И под конец: «Лилль бы своды не обрушились, когда Папа Римский будет освящать церковь. Преданный Вам…»

Понятно, почему десятник искал кого-нибудь для передачи письма. Оно – вроде нижайшей просьбы: «Арестуйте меня, пожалуйста!»

Еще недавно, стоя на кафедре, падре сомневался в собственных силах и возможностях. Глаза молчаливой паствы, казалось, осуждали его, и он готов был принять безмолвное обвинение. Теперь – иное дело. Вместе с письмом он получил власть.
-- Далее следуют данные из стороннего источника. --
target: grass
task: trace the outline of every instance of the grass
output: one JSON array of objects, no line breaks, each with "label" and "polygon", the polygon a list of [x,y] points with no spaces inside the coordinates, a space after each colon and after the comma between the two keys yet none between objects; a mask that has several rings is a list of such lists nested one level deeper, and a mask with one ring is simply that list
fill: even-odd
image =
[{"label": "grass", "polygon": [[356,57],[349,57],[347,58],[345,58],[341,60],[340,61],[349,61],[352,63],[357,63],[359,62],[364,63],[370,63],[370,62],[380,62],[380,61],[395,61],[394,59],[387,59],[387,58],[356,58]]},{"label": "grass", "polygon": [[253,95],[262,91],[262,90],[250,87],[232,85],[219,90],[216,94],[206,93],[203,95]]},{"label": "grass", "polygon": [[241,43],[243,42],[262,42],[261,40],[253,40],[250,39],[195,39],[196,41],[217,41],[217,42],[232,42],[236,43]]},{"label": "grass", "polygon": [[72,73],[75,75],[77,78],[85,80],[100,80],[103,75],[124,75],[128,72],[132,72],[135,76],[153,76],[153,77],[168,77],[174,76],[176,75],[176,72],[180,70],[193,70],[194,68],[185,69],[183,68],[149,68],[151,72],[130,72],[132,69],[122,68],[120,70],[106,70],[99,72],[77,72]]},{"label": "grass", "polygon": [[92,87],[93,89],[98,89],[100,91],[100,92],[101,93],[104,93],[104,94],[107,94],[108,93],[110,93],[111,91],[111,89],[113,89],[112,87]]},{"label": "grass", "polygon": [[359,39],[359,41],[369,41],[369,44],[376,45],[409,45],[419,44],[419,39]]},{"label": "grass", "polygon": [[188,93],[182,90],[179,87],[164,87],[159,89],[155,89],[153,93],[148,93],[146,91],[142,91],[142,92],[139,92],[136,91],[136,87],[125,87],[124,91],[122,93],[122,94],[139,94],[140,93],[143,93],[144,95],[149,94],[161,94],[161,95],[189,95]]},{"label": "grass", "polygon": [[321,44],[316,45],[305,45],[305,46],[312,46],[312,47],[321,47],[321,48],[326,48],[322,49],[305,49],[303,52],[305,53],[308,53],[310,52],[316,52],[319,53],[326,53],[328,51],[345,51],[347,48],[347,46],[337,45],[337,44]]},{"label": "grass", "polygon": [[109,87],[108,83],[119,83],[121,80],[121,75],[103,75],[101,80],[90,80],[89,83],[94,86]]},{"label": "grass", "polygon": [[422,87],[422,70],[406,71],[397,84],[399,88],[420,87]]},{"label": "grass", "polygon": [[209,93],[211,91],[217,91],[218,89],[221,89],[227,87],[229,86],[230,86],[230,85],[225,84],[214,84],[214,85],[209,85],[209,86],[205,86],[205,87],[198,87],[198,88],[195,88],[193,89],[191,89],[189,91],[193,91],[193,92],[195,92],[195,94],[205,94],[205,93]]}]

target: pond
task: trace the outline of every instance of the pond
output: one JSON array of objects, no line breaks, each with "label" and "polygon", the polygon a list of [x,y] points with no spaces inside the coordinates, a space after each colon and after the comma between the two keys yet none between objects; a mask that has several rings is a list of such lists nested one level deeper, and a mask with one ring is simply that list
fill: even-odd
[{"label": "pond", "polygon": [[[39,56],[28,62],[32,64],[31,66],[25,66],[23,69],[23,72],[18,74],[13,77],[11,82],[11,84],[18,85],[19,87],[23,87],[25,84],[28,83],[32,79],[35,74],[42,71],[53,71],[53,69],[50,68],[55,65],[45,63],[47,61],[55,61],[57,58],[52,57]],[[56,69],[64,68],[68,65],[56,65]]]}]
Приходской священник положил конверт в потайной карман внутри сутаны и твердым шагом поднялся по ступеням к двери мастерской маэстро Росселино.

* * *

– Богохульство и попрание канонов, не правда ли? – сказал священник архитектору, внимательно разглядывавшему картину.

Сам падре с любопытством озирался по сторонам, словно очутился в какой-то ином мире. Шелковые драпировки, скульптуры, эскизы, карандашные чертежи.
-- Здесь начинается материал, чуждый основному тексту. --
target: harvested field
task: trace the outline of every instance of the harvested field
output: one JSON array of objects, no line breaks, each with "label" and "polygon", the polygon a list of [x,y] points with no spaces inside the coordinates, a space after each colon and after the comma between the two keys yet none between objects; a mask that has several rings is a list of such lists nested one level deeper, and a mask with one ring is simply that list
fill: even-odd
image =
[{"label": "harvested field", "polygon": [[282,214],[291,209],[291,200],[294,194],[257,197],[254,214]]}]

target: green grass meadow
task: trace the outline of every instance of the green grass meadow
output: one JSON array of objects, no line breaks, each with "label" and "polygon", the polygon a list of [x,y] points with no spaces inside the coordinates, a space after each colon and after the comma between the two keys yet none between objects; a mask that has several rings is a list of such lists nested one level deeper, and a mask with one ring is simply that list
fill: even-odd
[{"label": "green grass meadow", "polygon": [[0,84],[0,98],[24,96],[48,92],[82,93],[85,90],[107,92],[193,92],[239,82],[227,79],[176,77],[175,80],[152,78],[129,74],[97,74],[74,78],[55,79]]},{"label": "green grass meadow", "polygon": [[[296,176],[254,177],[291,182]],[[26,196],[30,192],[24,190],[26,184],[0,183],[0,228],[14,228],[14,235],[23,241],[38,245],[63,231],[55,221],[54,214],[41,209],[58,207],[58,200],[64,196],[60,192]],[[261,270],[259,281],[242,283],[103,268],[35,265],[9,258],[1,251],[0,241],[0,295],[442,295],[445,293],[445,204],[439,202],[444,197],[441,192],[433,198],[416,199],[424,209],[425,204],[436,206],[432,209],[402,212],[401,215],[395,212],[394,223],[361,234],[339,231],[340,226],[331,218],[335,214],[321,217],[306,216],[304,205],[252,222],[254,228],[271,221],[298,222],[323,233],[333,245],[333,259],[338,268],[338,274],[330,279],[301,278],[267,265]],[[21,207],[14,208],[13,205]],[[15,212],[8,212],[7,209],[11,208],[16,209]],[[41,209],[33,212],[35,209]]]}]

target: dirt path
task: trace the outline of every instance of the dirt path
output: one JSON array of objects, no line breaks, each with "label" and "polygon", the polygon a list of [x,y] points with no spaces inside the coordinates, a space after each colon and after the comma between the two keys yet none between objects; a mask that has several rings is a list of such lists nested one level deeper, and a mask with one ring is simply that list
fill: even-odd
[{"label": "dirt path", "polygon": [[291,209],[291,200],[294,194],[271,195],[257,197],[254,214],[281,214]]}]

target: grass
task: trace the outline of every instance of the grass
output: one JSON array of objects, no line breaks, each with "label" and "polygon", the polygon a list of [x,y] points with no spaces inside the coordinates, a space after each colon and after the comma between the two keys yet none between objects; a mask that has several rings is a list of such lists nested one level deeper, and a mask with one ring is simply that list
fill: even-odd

– Я думаю не так, – ответил Росселино, поправляя бархатный берет, – я думаю, что Его Святейшество высоко оценит работу и найдет для нее место в церкви. Можете сообщить об этом художнику.

Священник был смущен. Реакция Росселино оказалась для него неожиданной. Некие силы пожелали, чтобы архитектор первым из властных лиц увидел картину. Он, падре, стал орудием в руках этих сил. Богомерзкое изображение привело маэстро в восторг. Неужели ангел греха берет верх? Кто победит в сражении Господа и сатаны? Кажется, пришла пора поведать всем и каждому, подумал падре, как образ святой Агаты оказался у него. И тут же одернул себя. Положим, он признается, что ангел греха, явившись под видом женщины в одеянии с красной оторочкой, велел ему отнести картину к маэстро Росселино. А ему скажут: смелое признание! Приходской священник, слепо исполняющий приказы антихриста, пастырь, чуть было не окропивший святой водой безбожное воплощение плотских вожделений, станет притчей во языцех. Тому не бывать!
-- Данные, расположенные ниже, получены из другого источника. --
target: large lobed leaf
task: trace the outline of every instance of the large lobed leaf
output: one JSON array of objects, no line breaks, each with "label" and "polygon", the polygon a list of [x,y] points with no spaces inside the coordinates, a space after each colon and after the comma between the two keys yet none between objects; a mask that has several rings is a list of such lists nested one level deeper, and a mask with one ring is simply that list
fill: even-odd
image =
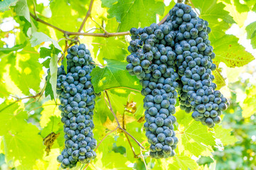
[{"label": "large lobed leaf", "polygon": [[4,0],[0,1],[0,12],[4,12],[9,9],[10,6],[14,5],[18,0]]},{"label": "large lobed leaf", "polygon": [[251,40],[251,45],[256,48],[256,21],[249,24],[246,28],[247,38]]},{"label": "large lobed leaf", "polygon": [[120,22],[119,31],[131,28],[145,27],[156,22],[156,15],[163,15],[164,4],[156,0],[102,0],[102,5],[110,8],[109,18],[115,17]]},{"label": "large lobed leaf", "polygon": [[107,65],[93,69],[90,74],[92,83],[96,93],[113,87],[129,87],[142,89],[136,76],[131,76],[125,67],[127,63],[113,60],[107,60]]}]

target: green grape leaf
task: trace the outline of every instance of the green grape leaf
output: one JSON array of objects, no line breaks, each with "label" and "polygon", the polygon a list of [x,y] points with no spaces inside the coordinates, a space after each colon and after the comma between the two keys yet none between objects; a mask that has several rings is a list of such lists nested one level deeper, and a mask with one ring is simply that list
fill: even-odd
[{"label": "green grape leaf", "polygon": [[176,156],[166,162],[169,169],[198,169],[198,165],[195,160],[187,156]]},{"label": "green grape leaf", "polygon": [[56,86],[57,86],[57,71],[58,71],[58,55],[53,55],[50,60],[50,83],[52,86],[54,98],[57,98]]},{"label": "green grape leaf", "polygon": [[253,60],[254,57],[238,44],[238,38],[233,35],[225,35],[212,42],[215,60],[223,62],[229,67],[242,67]]},{"label": "green grape leaf", "polygon": [[11,130],[18,130],[20,126],[26,124],[26,118],[27,113],[19,108],[17,103],[4,102],[0,105],[0,123],[2,127],[0,135],[6,134]]},{"label": "green grape leaf", "polygon": [[31,35],[31,39],[30,40],[32,47],[35,47],[43,42],[47,42],[47,41],[51,41],[55,48],[62,51],[60,46],[55,40],[49,38],[47,35],[41,32],[33,33]]},{"label": "green grape leaf", "polygon": [[122,114],[124,111],[124,106],[127,103],[127,98],[112,94],[111,91],[108,91],[108,95],[114,111]]},{"label": "green grape leaf", "polygon": [[[51,132],[55,132],[55,134],[60,133],[60,136],[57,138],[57,142],[58,145],[53,145],[53,148],[55,147],[61,147],[64,145],[65,139],[64,139],[64,132],[63,132],[63,124],[60,120],[60,117],[55,115],[51,116],[50,118],[50,121],[47,123],[47,125],[41,131],[40,135],[45,138]],[[55,143],[55,142],[54,142]]]},{"label": "green grape leaf", "polygon": [[198,165],[204,165],[208,164],[208,166],[210,164],[213,163],[214,160],[210,157],[201,157],[197,161]]},{"label": "green grape leaf", "polygon": [[42,116],[40,118],[40,125],[45,128],[50,121],[52,116],[60,117],[60,111],[58,110],[58,105],[54,101],[48,101],[42,106],[43,110],[41,112]]},{"label": "green grape leaf", "polygon": [[211,146],[215,144],[213,133],[208,131],[206,126],[188,116],[184,111],[177,113],[176,117],[178,129],[181,132],[177,133],[178,152],[182,153],[184,151],[196,157],[211,155]]},{"label": "green grape leaf", "polygon": [[159,16],[159,21],[162,20],[166,15],[169,13],[170,10],[174,8],[176,3],[174,0],[171,0],[170,4],[168,6],[164,6],[164,15]]},{"label": "green grape leaf", "polygon": [[64,70],[65,72],[68,72],[68,62],[67,62],[67,57],[65,56],[65,55],[63,54],[63,60],[62,62],[62,64],[64,66]]},{"label": "green grape leaf", "polygon": [[217,90],[220,89],[222,87],[226,85],[225,80],[226,79],[221,74],[222,70],[220,68],[217,68],[213,72],[213,76],[215,76],[214,83],[217,85]]},{"label": "green grape leaf", "polygon": [[255,113],[255,106],[256,104],[256,89],[254,87],[248,91],[246,98],[242,103],[242,115],[244,118],[250,118],[251,115]]},{"label": "green grape leaf", "polygon": [[57,96],[56,94],[56,84],[57,84],[56,81],[57,81],[57,70],[58,70],[57,62],[58,62],[58,54],[60,52],[60,51],[58,49],[55,48],[53,45],[50,45],[50,48],[46,48],[46,47],[40,48],[41,58],[50,57],[50,58],[48,58],[43,62],[43,65],[44,65],[46,68],[50,67],[50,75],[48,75],[48,77],[46,81],[45,95],[46,97],[50,95],[50,98],[52,100],[56,98]]},{"label": "green grape leaf", "polygon": [[210,40],[223,36],[225,31],[230,28],[230,24],[235,23],[232,16],[224,10],[225,5],[223,3],[217,3],[217,0],[191,1],[200,10],[200,17],[209,23],[209,27],[212,30],[209,35]]},{"label": "green grape leaf", "polygon": [[103,68],[97,67],[92,69],[90,75],[95,91],[101,91],[114,87],[129,87],[141,90],[142,86],[136,76],[132,76],[126,71],[126,62],[113,60],[104,59],[107,62]]},{"label": "green grape leaf", "polygon": [[97,43],[93,44],[93,52],[97,54],[97,60],[101,63],[103,63],[103,58],[124,61],[127,53],[127,44],[124,40],[124,38],[94,38],[93,42]]},{"label": "green grape leaf", "polygon": [[4,0],[0,1],[0,12],[4,12],[9,9],[10,6],[14,6],[18,0]]},{"label": "green grape leaf", "polygon": [[[43,71],[38,62],[39,54],[28,45],[16,55],[10,55],[10,76],[25,95],[30,95],[30,89],[40,90],[41,74]],[[18,63],[18,65],[16,64]],[[31,81],[33,79],[33,81]]]},{"label": "green grape leaf", "polygon": [[[163,15],[164,4],[163,1],[148,0],[146,2],[139,0],[102,0],[102,5],[107,6],[110,18],[115,17],[120,22],[119,31],[129,30],[131,28],[149,26],[156,22],[156,13]],[[142,15],[143,13],[143,15]]]},{"label": "green grape leaf", "polygon": [[8,53],[9,53],[11,52],[17,51],[18,50],[21,50],[21,49],[25,47],[26,45],[27,45],[27,41],[25,41],[22,44],[16,45],[14,45],[14,47],[11,47],[11,48],[0,47],[0,52],[8,54]]},{"label": "green grape leaf", "polygon": [[100,98],[95,101],[95,118],[100,120],[102,124],[105,123],[107,121],[107,118],[109,118],[111,121],[114,120],[114,116],[111,111],[110,110],[107,103],[107,99],[104,99],[104,95],[102,94]]},{"label": "green grape leaf", "polygon": [[246,28],[247,38],[251,40],[251,45],[256,48],[256,21],[249,24]]},{"label": "green grape leaf", "polygon": [[24,124],[4,135],[6,162],[12,161],[18,170],[33,169],[36,161],[43,154],[43,138],[38,132],[36,125]]},{"label": "green grape leaf", "polygon": [[46,86],[45,89],[45,96],[46,97],[47,97],[48,96],[50,95],[50,99],[54,100],[53,91],[51,84],[50,83],[50,75],[48,75],[47,81],[46,81]]},{"label": "green grape leaf", "polygon": [[233,135],[231,135],[232,129],[223,128],[221,125],[216,125],[214,127],[214,137],[220,140],[223,146],[232,144],[238,140]]}]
А тут еще, не дай Бог, пастух проболтается. Тогда падре вполне могут заподозрить в связях с дьяволом.

В глубоком раздумье он смотрел на Росселино. Вот человек, который думает, что ухватил судьбу за хвост. Господин Бернардо во исполнение воли Папы Римского превратил Корсиньяно в жемчужину из жемчужин. Пройдут века, а при упоминании Пия Второго как эхо будет слышаться: «Росселино». И наоборот. Завидная перспектива. Да только не знает маэстро, в чьих руках находится его будущее. Письмо-то – вот оно! Скоро, очень скоро Росселино придется выторговывать свою честь и самою жизнь и у него, бедного приходского священника, который в одночасье может превратить славу в позор!